Question

1. use the given two - column proof to write a paragraph proof. given: ∠1 and ∠2 are complementary. prove: ∠2 and ∠3 are complementary. statements: 1. ∠1 and ∠2 are complementary. 2. m∠1 + m∠2 = 90°. 3. ∠1 ≅ ∠3. 4. m∠1 = m∠3. 5. m∠3 + m∠2 = 90°. 6. ∠2 and ∠3 are complementary. reasons: 1. given. 2. def. of comp. ∠. 3. vert. ∠ thm. 4. def. of ≅ ∠. 5. subst. steps 2, 4. 6. def. of comp. ∠.

Explanation:

Step1: State the given

Given that $\angle1$ and $\angle2$ are complementary, so $m\angle1 + m\angle2=90^{\circ}$ (by the definition of complementary angles).

Step2: Use vertical - angle property

Since $\angle1\cong\angle3$ (Vertical - Angle Theorem), then $m\angle1 = m\angle3$ (by the definition of congruent angles).

Step3: Substitute

Substitute $m\angle1$ with $m\angle3$ in the equation $m\angle1 + m\angle2 = 90^{\circ}$. We get $m\angle3 + m\angle2=90^{\circ}$.

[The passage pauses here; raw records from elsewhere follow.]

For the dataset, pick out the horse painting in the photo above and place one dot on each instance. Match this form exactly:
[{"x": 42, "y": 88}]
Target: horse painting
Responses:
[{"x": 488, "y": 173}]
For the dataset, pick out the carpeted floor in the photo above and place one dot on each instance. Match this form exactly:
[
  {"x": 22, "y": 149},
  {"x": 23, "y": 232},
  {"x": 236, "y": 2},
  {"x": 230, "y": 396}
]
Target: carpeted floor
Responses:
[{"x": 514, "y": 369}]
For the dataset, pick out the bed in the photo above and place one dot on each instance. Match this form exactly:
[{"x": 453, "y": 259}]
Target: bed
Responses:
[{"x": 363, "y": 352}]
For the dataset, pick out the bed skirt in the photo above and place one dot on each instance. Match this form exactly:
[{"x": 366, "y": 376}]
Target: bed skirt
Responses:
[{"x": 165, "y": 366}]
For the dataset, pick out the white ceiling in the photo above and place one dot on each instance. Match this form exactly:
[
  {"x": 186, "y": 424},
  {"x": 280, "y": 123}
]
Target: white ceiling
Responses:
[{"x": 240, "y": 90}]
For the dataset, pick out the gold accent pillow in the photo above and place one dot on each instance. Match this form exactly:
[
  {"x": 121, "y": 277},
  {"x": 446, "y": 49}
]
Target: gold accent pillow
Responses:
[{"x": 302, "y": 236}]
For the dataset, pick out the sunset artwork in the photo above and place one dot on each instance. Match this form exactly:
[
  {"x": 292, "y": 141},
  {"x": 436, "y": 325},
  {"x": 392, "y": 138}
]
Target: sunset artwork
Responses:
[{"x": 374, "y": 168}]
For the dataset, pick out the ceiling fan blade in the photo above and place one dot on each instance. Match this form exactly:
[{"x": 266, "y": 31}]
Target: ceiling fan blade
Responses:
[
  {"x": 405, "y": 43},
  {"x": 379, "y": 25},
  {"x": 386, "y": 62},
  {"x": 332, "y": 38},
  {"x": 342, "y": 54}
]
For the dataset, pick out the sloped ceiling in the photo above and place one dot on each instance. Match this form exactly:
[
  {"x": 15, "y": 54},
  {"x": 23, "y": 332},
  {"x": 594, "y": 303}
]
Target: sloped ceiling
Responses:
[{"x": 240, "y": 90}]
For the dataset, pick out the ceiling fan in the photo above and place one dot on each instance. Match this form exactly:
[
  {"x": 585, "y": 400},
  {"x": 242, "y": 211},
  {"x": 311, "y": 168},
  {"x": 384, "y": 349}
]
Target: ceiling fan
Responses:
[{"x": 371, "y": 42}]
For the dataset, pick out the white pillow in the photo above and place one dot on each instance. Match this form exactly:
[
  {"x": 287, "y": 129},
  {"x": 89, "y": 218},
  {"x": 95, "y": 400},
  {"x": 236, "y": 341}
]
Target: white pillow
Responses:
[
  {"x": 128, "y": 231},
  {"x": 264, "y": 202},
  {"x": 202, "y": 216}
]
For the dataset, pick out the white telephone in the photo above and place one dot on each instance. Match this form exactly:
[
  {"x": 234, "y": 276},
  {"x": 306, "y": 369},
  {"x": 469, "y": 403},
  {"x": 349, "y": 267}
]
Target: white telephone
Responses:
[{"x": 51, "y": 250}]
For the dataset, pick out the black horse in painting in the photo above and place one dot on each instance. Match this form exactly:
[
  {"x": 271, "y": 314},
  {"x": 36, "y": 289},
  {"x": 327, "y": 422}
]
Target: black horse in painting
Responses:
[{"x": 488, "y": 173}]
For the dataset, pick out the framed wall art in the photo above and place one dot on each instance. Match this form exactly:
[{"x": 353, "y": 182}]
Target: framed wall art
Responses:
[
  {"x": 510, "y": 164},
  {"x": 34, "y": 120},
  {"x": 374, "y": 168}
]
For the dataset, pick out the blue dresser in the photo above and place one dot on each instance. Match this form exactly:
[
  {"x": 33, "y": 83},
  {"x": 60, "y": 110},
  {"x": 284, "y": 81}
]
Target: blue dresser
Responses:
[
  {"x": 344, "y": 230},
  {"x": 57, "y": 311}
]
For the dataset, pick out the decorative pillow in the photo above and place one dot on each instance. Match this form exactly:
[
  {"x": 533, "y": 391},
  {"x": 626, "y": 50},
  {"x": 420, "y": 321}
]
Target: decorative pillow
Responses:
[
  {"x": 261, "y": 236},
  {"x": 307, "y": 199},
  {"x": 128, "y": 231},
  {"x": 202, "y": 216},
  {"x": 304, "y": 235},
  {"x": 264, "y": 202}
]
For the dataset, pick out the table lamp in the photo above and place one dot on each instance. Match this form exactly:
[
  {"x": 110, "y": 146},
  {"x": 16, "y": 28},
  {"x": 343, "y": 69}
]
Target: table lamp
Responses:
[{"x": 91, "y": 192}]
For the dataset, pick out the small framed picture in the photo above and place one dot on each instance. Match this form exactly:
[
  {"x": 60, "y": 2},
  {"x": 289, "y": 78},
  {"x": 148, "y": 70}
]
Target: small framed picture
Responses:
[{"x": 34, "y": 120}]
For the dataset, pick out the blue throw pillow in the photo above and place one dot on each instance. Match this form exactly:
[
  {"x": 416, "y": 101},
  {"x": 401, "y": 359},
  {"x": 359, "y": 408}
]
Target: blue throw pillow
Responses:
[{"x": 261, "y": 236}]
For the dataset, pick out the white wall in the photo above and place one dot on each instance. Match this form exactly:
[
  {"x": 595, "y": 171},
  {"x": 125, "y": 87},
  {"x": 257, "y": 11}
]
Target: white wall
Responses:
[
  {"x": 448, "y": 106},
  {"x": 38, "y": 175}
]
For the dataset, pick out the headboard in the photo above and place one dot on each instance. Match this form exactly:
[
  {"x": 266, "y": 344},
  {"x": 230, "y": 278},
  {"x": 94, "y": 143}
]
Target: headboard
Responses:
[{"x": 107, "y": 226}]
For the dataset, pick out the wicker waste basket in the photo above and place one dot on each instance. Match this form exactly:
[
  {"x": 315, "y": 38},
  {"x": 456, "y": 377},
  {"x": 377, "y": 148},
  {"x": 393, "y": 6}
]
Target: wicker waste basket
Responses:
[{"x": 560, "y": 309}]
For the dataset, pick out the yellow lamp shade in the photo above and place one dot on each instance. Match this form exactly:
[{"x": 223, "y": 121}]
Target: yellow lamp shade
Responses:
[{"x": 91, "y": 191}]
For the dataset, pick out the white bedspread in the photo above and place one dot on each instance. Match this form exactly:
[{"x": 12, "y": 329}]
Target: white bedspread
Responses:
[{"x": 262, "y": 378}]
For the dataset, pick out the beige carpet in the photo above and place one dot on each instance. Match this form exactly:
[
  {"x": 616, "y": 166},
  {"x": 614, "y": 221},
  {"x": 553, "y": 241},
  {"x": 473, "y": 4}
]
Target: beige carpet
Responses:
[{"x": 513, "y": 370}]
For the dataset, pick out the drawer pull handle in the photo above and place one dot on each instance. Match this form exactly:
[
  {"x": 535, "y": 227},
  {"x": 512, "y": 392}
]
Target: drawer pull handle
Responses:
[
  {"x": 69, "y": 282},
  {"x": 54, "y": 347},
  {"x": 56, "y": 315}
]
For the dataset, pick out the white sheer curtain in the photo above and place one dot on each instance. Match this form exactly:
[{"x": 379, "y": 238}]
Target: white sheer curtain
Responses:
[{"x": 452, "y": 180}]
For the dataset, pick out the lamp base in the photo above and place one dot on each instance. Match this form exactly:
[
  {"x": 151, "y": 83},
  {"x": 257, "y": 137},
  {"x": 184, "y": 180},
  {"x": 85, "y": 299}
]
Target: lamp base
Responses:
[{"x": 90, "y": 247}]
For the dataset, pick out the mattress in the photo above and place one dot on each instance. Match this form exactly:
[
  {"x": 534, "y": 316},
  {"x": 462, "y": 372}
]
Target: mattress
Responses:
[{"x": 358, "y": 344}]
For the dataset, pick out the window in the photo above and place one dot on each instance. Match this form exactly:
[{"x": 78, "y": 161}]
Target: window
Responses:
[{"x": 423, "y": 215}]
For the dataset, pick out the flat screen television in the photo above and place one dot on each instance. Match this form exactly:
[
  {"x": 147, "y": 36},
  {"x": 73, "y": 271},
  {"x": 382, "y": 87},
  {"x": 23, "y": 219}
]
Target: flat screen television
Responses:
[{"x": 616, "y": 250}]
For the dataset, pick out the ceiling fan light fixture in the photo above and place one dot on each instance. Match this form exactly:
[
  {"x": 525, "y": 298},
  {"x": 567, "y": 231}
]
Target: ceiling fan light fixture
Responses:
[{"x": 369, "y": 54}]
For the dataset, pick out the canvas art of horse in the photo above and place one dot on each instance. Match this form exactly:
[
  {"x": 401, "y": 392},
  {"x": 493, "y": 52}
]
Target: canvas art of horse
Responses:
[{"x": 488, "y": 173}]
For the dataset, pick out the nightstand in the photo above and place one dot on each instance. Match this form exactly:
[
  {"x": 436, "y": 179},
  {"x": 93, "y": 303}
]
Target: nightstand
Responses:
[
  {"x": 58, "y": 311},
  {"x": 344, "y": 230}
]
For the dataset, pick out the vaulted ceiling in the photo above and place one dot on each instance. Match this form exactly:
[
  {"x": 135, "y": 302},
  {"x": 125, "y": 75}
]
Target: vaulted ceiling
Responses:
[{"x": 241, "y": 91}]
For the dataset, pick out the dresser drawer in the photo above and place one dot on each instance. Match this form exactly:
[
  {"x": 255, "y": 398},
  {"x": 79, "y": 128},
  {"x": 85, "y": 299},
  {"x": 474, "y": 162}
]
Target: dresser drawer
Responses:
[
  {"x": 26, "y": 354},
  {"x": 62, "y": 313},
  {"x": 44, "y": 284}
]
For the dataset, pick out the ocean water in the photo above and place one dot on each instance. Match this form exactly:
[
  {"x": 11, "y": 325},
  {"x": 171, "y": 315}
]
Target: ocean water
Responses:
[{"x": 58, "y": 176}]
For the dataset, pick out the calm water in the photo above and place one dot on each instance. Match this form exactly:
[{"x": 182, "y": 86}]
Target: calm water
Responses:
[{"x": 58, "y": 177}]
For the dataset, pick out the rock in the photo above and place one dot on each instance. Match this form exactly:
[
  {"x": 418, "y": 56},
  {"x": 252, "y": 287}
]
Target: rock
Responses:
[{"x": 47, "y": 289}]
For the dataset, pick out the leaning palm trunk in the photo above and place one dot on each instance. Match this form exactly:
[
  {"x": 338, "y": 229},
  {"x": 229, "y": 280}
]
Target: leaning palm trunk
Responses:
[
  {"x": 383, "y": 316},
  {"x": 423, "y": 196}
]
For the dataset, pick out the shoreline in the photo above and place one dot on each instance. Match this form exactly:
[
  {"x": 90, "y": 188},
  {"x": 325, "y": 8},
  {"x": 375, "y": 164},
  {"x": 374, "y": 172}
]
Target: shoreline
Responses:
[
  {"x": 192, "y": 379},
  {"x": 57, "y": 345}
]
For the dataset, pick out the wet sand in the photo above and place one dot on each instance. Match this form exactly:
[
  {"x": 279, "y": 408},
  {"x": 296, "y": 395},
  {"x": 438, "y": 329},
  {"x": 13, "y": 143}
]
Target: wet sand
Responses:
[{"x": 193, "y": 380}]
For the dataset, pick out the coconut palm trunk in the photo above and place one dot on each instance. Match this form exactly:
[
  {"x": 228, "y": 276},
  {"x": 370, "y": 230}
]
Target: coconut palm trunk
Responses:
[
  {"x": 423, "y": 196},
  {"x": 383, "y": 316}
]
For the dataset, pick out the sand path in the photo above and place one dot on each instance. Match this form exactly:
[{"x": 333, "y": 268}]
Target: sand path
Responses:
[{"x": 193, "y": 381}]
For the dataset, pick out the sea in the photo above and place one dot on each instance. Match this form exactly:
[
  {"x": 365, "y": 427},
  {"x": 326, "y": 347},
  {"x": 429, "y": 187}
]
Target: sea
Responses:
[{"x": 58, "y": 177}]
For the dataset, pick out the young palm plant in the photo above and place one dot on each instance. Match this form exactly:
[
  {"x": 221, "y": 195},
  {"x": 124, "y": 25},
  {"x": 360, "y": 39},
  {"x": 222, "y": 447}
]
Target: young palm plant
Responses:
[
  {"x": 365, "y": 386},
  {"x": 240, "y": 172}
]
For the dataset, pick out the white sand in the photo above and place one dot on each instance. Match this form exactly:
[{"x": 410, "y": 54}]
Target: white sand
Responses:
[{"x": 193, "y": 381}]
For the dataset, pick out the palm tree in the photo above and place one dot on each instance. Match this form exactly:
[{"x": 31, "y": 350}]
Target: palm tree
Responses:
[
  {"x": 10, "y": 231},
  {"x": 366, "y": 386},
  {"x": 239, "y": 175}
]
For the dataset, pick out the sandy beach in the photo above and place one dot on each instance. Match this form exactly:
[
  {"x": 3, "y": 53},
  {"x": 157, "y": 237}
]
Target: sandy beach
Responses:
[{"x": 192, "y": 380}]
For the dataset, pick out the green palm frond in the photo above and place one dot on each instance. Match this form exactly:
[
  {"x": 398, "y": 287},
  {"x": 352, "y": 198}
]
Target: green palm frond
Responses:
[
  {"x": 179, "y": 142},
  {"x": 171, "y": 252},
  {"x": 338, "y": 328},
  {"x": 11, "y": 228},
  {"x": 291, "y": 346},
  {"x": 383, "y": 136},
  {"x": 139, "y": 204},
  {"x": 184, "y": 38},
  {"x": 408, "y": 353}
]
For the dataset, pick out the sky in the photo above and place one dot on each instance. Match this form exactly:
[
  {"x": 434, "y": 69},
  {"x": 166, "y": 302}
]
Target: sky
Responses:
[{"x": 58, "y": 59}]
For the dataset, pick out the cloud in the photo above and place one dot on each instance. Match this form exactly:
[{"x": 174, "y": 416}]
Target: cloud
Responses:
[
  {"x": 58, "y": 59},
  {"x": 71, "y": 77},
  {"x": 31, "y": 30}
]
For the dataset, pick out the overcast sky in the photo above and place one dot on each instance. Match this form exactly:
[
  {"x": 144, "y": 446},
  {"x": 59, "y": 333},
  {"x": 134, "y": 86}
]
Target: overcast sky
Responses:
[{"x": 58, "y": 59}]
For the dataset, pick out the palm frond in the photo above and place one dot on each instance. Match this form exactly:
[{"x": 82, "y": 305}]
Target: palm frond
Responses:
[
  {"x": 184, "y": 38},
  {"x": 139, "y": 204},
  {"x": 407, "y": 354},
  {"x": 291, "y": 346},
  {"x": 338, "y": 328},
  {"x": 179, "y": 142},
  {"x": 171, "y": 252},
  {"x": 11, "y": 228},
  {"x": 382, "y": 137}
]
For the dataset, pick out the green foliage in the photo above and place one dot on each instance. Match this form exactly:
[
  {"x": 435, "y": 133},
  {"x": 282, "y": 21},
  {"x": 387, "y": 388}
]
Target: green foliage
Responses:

Step4: Apply the definition of complementary angles

Since $m\angle3 + m\angle2 = 90^{\circ}$, by the definition of complementary angles, $\angle2$ and $\angle3$ are complementary.

Answer:

The proof shows that if $\angle1$ and $\angle2$ are complementary and $\angle1\cong\angle3$, then $\angle2$ and $\angle3$ are complementary.